In practice the railroads develop train schedules and blocking patterns through trial and error, striving for maximum-length minimum-number-of-Block trains subject to minimum service constraints. This results in highly fragmented, complicated, and inconsistent service. "Unit trains" are run in the specialized instances where a large volume of traffic all from one origin or gathering point to one destination or distribution point is available at one time (such as mineral, grain, or double-stack container unit trains). Otherwise, trains are run with combinations of Blocks. The common practice is to divide the non-unit trains further into separate intermodal, "manifest" (general merchandise), and customized-service systems--the intermodal trains operating between piggyback terminals, the manifest trains operating between classification yards, and the customized-service trains operating between industrial serving yards or specialized terminals. Each system sorts cars as they enter that system into Blocks of cars, with each Block dispatched to its respective destination once per day or so--sometimes in "advertised" trains, sometimes in "extras," which are dispatched as needed.
The manifest car is particularly erratic in movement as it "leapfrogs" from classification yard to classification yard in unreliable "hops" as service fluctuates during the week. The upshot is that each time a freight car stops moving, it generally has one chance each twenty-four hours to get moving again. The average distance traveled per day by a U.S. railroad freight car in 1984 was 54 miles.
A serious ancillary problem of the present scheduling and blocking practices is the inefficient and insensitive use of labor. Conventional freight train timetables, even if they were strictly followed (which they usually are not), cannot coordinate the efficient use of resources. Only a small fraction of line-haul crews work a standard eight hours .+-. thirty minutes. Most either work much less but get paid for eight hours anyway or work much more (up to the federally-mandated twelve-hour maximum), for which they are paid "time and a half" with little real time before reporting back to duty. There is widespread use of "extra boards," groups of train service employees with no regular assignments but who are on two-hour call beginning eight or ten hours after their last assignments, who run extra trains and fill in on all-too-irregular advertised trains. Even advertised line-haul crews usually spend half of their sleeping time away from home.

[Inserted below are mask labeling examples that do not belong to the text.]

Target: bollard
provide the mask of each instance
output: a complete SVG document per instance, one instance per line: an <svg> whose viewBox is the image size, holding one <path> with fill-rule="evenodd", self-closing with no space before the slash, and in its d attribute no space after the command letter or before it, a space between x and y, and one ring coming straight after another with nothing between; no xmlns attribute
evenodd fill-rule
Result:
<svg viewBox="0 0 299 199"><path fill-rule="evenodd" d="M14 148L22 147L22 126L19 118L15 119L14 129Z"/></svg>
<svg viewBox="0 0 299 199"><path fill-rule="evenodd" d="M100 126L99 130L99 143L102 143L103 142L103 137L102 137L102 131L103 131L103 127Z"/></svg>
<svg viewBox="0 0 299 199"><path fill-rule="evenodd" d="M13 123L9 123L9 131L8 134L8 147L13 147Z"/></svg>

Operations usually vary day-to-day with volume and resource changes, and even subtle daily differences in trains cause conflicting movements and compounding delays. There is the confusion bred of irregularity. There is the inexorable elimination of individuals with a sense of urgency or with outside interests requiring specific off-duty time (like athletic, social, or religious activities). There is a high incidence of sleep disorders, substance abuse, and family problems. In a society which places emphasis on personal time and recreation, the railroads must pay dearly for labor under current practices. Their transportation workers are disaffected, yet fiercely fraternal and intransigent about archaic jobs and working rules. In 1984, the average railroad engineer had a high school education, was on duty fifty-one hours per non-vacation week, and earned $46,650. Their supervisors were asked to work much longer for much less.